Yet, at least the religious Trump voter has, like a lighthouse rarely heeded, purported an ideology from which to, savagely and often, deviate. The remainder of President Trump’s supporters, cabinet, and campaign donors are too smug and bilious to bother, now, even alleging principals they will subsequently contradict. And why should they? In electing Donald Trump our nation wrote a blank check for authoritarianism, with upwards of 62 million Americans affirming that logical consistency, causal relationships, and rational argumentation have no worth. These people demonstrated that ease, fear, and impulse outrank reason and human compassion. The vast majority of them own guns.
The scale of pronouncements herein is not meant to ignore the points of light and consciousness that exist, and continue to emerge, throughout the world. Survival, now, will depend on the fierceness of their shine. Complacency will result in dictatorship, and in fact, has already led us to the precipice of one. Between good and evil the contrast could be no starker: There are those who want to divide us through fear and hate, wage war, and care nothing for the earth, and there are those who believe we are one human race capable of lasting peace, progress, and stewardship. The moral relativist has no place in this fight, the line is drawn and clear.

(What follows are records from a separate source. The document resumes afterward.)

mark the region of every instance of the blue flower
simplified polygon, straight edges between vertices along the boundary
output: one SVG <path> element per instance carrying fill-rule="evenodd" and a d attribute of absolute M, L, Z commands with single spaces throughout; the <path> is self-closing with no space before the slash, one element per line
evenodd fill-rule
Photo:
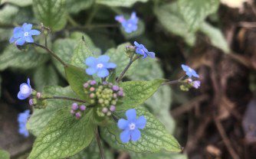
<path fill-rule="evenodd" d="M 136 12 L 134 11 L 132 13 L 131 17 L 128 20 L 126 20 L 123 15 L 117 15 L 115 19 L 121 23 L 126 33 L 132 33 L 138 29 L 139 18 L 136 17 Z"/>
<path fill-rule="evenodd" d="M 123 143 L 127 143 L 130 140 L 136 141 L 141 136 L 139 128 L 145 128 L 146 119 L 144 116 L 136 118 L 134 109 L 127 110 L 126 115 L 127 120 L 120 118 L 117 123 L 118 128 L 123 130 L 120 134 L 120 139 Z"/>
<path fill-rule="evenodd" d="M 103 78 L 109 75 L 108 69 L 114 69 L 117 65 L 113 63 L 108 63 L 110 57 L 107 55 L 101 55 L 98 58 L 89 57 L 86 59 L 85 63 L 89 67 L 86 70 L 88 75 L 97 73 L 99 77 Z"/>
<path fill-rule="evenodd" d="M 22 27 L 16 27 L 13 30 L 13 36 L 10 38 L 9 42 L 15 41 L 16 45 L 23 45 L 25 42 L 34 43 L 32 35 L 39 35 L 41 32 L 38 30 L 31 30 L 31 24 L 23 24 Z"/>
<path fill-rule="evenodd" d="M 139 44 L 136 41 L 134 41 L 136 46 L 136 53 L 143 56 L 143 59 L 149 56 L 151 58 L 155 58 L 154 52 L 149 52 L 149 50 L 143 44 Z"/>
<path fill-rule="evenodd" d="M 182 64 L 182 67 L 183 70 L 185 72 L 185 74 L 188 75 L 188 76 L 189 77 L 195 76 L 199 78 L 199 75 L 198 75 L 196 72 L 193 69 L 190 68 L 189 66 Z"/>
<path fill-rule="evenodd" d="M 25 99 L 32 93 L 32 89 L 30 86 L 30 80 L 28 79 L 28 83 L 22 83 L 20 86 L 20 91 L 18 93 L 19 99 Z"/>
<path fill-rule="evenodd" d="M 24 112 L 19 113 L 18 115 L 18 133 L 25 137 L 28 137 L 28 131 L 26 128 L 28 118 L 29 118 L 30 110 L 25 110 Z"/>

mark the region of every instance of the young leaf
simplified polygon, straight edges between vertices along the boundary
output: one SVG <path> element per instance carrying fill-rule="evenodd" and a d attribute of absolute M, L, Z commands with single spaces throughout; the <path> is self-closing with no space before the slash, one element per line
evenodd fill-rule
<path fill-rule="evenodd" d="M 116 68 L 117 75 L 120 75 L 129 63 L 130 57 L 126 56 L 125 48 L 126 46 L 130 45 L 131 45 L 130 43 L 124 43 L 118 45 L 117 49 L 109 49 L 106 53 L 106 54 L 110 57 L 110 62 L 114 63 L 117 65 Z M 132 64 L 132 66 L 129 68 L 126 74 L 129 74 L 129 73 L 131 73 L 135 70 L 136 63 L 137 63 L 135 62 Z"/>
<path fill-rule="evenodd" d="M 35 140 L 28 158 L 64 158 L 87 148 L 94 136 L 92 110 L 77 120 L 66 108 L 59 110 Z"/>
<path fill-rule="evenodd" d="M 195 44 L 195 34 L 191 31 L 182 16 L 179 13 L 176 2 L 159 6 L 154 9 L 154 13 L 167 31 L 182 37 L 189 46 Z"/>
<path fill-rule="evenodd" d="M 67 23 L 66 0 L 34 0 L 35 17 L 52 31 L 61 30 Z"/>
<path fill-rule="evenodd" d="M 78 98 L 70 86 L 48 86 L 44 89 L 43 94 L 57 96 L 68 96 Z M 47 99 L 47 107 L 42 109 L 34 109 L 32 115 L 28 119 L 27 128 L 34 135 L 38 136 L 48 122 L 57 110 L 62 108 L 71 108 L 73 101 L 63 99 Z"/>
<path fill-rule="evenodd" d="M 88 46 L 87 46 L 85 41 L 80 40 L 74 50 L 71 63 L 74 66 L 85 69 L 85 59 L 91 56 L 93 56 L 93 53 L 89 49 Z"/>
<path fill-rule="evenodd" d="M 117 106 L 117 110 L 127 110 L 143 104 L 152 96 L 165 81 L 162 79 L 151 81 L 129 81 L 120 83 L 119 86 L 123 89 L 125 97 L 123 103 Z"/>
<path fill-rule="evenodd" d="M 141 138 L 136 142 L 123 143 L 120 139 L 122 131 L 114 122 L 101 129 L 101 135 L 111 147 L 137 153 L 159 152 L 162 150 L 170 152 L 181 151 L 178 141 L 166 131 L 165 126 L 153 115 L 143 107 L 137 107 L 136 109 L 137 116 L 144 115 L 146 118 L 146 127 L 140 129 Z M 125 111 L 117 112 L 116 115 L 119 118 L 126 118 Z"/>
<path fill-rule="evenodd" d="M 225 53 L 230 52 L 228 42 L 219 29 L 204 22 L 200 26 L 200 31 L 209 37 L 213 46 L 222 50 Z"/>
<path fill-rule="evenodd" d="M 44 63 L 48 58 L 49 55 L 37 54 L 34 49 L 22 52 L 15 45 L 9 45 L 0 55 L 0 70 L 8 67 L 24 70 L 34 68 Z"/>
<path fill-rule="evenodd" d="M 206 17 L 216 12 L 219 0 L 179 0 L 179 12 L 189 30 L 196 31 Z"/>
<path fill-rule="evenodd" d="M 46 86 L 57 85 L 58 76 L 51 65 L 44 65 L 36 69 L 34 73 L 34 82 L 37 91 L 41 91 Z"/>
<path fill-rule="evenodd" d="M 97 0 L 96 2 L 110 7 L 131 7 L 137 2 L 146 2 L 148 0 Z"/>
<path fill-rule="evenodd" d="M 92 79 L 88 76 L 84 69 L 68 65 L 65 67 L 66 77 L 68 83 L 71 86 L 74 92 L 83 99 L 87 99 L 84 91 L 84 83 Z"/>

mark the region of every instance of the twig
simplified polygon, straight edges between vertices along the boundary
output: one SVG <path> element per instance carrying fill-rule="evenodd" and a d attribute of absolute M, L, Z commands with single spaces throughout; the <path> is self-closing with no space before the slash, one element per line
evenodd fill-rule
<path fill-rule="evenodd" d="M 235 153 L 234 148 L 232 148 L 232 144 L 230 141 L 230 140 L 228 139 L 224 128 L 222 125 L 222 123 L 220 122 L 219 119 L 216 118 L 215 116 L 214 116 L 214 120 L 215 120 L 215 123 L 216 125 L 217 129 L 219 132 L 219 134 L 222 136 L 222 138 L 224 141 L 225 145 L 227 147 L 228 151 L 229 152 L 229 154 L 231 155 L 231 157 L 234 159 L 240 159 L 239 156 Z"/>
<path fill-rule="evenodd" d="M 100 143 L 100 135 L 99 135 L 98 127 L 97 127 L 96 129 L 95 129 L 95 136 L 96 136 L 96 139 L 97 139 L 97 143 L 98 144 L 99 149 L 100 149 L 100 151 L 101 159 L 105 159 L 104 151 L 103 151 L 103 148 L 102 148 L 102 145 L 101 145 L 101 143 Z"/>

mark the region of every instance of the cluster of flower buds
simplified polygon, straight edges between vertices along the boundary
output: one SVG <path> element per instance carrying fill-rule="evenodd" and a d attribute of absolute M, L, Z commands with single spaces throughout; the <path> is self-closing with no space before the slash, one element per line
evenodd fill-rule
<path fill-rule="evenodd" d="M 182 91 L 189 91 L 189 89 L 194 87 L 195 89 L 199 89 L 201 84 L 199 80 L 192 80 L 192 79 L 189 78 L 185 80 L 184 84 L 180 86 L 180 89 Z"/>
<path fill-rule="evenodd" d="M 86 106 L 84 105 L 78 105 L 77 103 L 74 102 L 71 106 L 71 113 L 74 115 L 76 118 L 79 119 L 82 116 L 82 112 L 86 110 Z"/>
<path fill-rule="evenodd" d="M 95 80 L 89 80 L 84 84 L 84 88 L 90 102 L 97 106 L 97 113 L 101 117 L 111 115 L 118 100 L 124 96 L 122 88 L 106 81 L 97 85 Z"/>

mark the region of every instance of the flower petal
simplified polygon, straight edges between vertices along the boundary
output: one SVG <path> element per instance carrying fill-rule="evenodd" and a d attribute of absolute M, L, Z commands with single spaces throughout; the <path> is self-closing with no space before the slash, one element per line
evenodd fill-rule
<path fill-rule="evenodd" d="M 108 69 L 114 69 L 114 68 L 116 68 L 116 67 L 117 67 L 116 63 L 108 63 L 107 64 L 107 68 L 108 68 Z"/>
<path fill-rule="evenodd" d="M 137 141 L 140 138 L 140 131 L 136 128 L 131 132 L 131 139 L 133 141 Z"/>
<path fill-rule="evenodd" d="M 41 34 L 41 32 L 38 30 L 31 30 L 31 31 L 29 31 L 29 34 L 31 35 L 39 35 Z"/>
<path fill-rule="evenodd" d="M 136 110 L 134 109 L 130 109 L 126 112 L 126 115 L 129 122 L 135 122 L 136 121 Z"/>
<path fill-rule="evenodd" d="M 103 78 L 103 77 L 107 76 L 110 73 L 108 72 L 107 69 L 100 69 L 100 70 L 98 70 L 97 76 L 98 76 L 99 77 Z"/>
<path fill-rule="evenodd" d="M 28 36 L 25 37 L 26 42 L 28 43 L 34 43 L 34 39 L 31 36 Z"/>
<path fill-rule="evenodd" d="M 131 133 L 129 130 L 125 130 L 120 134 L 120 139 L 122 142 L 127 143 L 130 139 Z"/>
<path fill-rule="evenodd" d="M 99 63 L 107 63 L 109 61 L 110 57 L 107 55 L 101 55 L 98 57 L 98 62 Z"/>
<path fill-rule="evenodd" d="M 86 70 L 86 73 L 88 75 L 93 75 L 97 73 L 97 68 L 94 67 L 89 67 Z"/>
<path fill-rule="evenodd" d="M 128 126 L 128 121 L 124 119 L 124 118 L 120 118 L 118 120 L 118 122 L 117 122 L 117 126 L 119 128 L 123 130 L 123 129 L 126 129 Z"/>
<path fill-rule="evenodd" d="M 139 116 L 136 121 L 136 127 L 138 128 L 144 128 L 146 126 L 146 119 L 144 116 Z"/>
<path fill-rule="evenodd" d="M 28 31 L 30 31 L 31 30 L 32 26 L 33 25 L 31 24 L 25 23 L 22 25 L 22 28 L 23 28 L 24 31 L 28 32 Z"/>
<path fill-rule="evenodd" d="M 24 45 L 24 44 L 26 42 L 25 39 L 21 37 L 21 38 L 18 38 L 15 44 L 16 45 Z"/>
<path fill-rule="evenodd" d="M 85 60 L 85 64 L 89 67 L 95 67 L 97 65 L 97 59 L 94 57 L 89 57 Z"/>

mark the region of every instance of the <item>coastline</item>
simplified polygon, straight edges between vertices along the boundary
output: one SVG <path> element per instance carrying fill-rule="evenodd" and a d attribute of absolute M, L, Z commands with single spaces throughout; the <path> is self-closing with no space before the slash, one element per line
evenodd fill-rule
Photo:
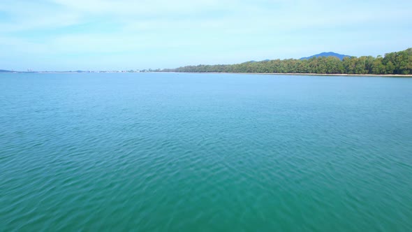
<path fill-rule="evenodd" d="M 224 73 L 224 72 L 159 72 L 175 73 L 228 73 L 228 74 L 256 74 L 256 75 L 332 75 L 332 76 L 365 76 L 386 78 L 412 78 L 412 74 L 342 74 L 342 73 Z"/>

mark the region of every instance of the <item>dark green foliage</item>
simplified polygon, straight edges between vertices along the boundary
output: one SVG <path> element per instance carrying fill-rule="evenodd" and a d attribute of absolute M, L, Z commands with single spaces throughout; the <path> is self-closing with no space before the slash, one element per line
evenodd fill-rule
<path fill-rule="evenodd" d="M 274 59 L 236 64 L 188 66 L 161 71 L 216 73 L 412 74 L 412 48 L 387 53 L 385 57 L 334 57 L 309 59 Z"/>

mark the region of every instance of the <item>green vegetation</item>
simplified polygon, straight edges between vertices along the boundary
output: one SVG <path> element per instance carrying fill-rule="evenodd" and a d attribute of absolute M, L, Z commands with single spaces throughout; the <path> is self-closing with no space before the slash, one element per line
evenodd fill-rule
<path fill-rule="evenodd" d="M 412 74 L 412 48 L 378 56 L 274 59 L 237 64 L 188 66 L 162 71 L 326 74 Z"/>

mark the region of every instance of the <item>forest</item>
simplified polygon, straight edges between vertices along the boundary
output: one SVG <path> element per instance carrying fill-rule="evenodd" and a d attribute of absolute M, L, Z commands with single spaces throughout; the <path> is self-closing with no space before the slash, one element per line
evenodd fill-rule
<path fill-rule="evenodd" d="M 384 57 L 312 57 L 309 59 L 273 59 L 236 64 L 187 66 L 163 69 L 169 72 L 273 73 L 324 74 L 412 74 L 412 48 Z"/>

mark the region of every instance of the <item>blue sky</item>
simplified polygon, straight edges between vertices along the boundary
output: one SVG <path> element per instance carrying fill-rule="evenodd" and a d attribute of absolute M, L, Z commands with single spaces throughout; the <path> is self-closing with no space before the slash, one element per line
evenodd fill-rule
<path fill-rule="evenodd" d="M 412 1 L 1 0 L 0 69 L 128 70 L 412 47 Z"/>

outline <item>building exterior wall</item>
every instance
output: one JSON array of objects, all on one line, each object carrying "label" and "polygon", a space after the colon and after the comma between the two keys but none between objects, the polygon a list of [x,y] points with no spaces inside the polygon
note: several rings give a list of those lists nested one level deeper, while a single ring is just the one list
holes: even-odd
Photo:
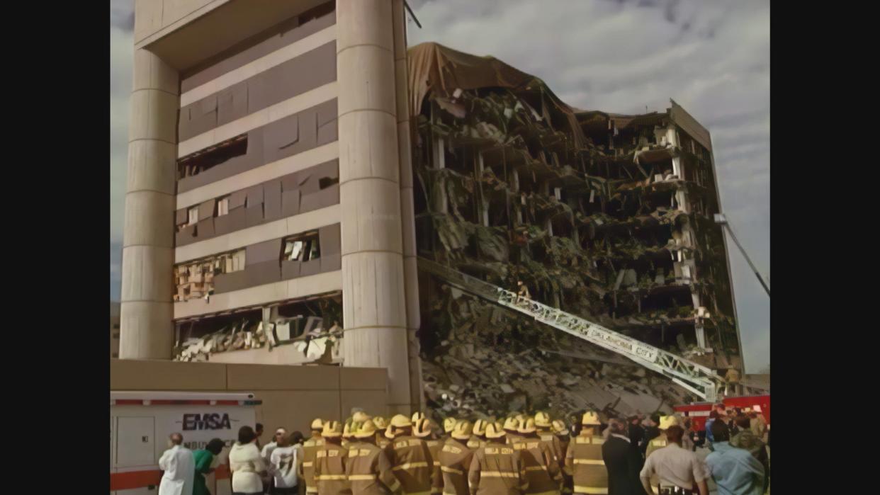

The fear felt now must be a galvanizing, not a paralyzing, one. The nearness of our end must be the fuel for our flight. Who’s to say how many opportunities at courage we have left; how many chances we have to stand up and say No? The body knows when it’s time—your head will get light, your heart will beat fast, and instead of letting a co-worker’s remark about Muslims, or a cousin’s homophobic rant go unaddressed to sour the air we all must breathe, you will swallow your nerves, speak up, and say No, that’s not right. Because, this time, you must.
It might never all be light, but there is light enough to see the path. Those evenings on Belle Isle I would climb from the river and walk to a bench nearby. Wind would dry my body as I tipped tall cans of beer watching the last light flair to gold the grass, the water and the willow’s boughs. The world, then, wasn’t so mad, and if the beer and light mingled just so I could convince myself that I sat on the surface of a star. Bodiless, burning in a love for all things, lighting the way for a boy who somewhere dreams of herons, mending his heart with the promise of a glow far off.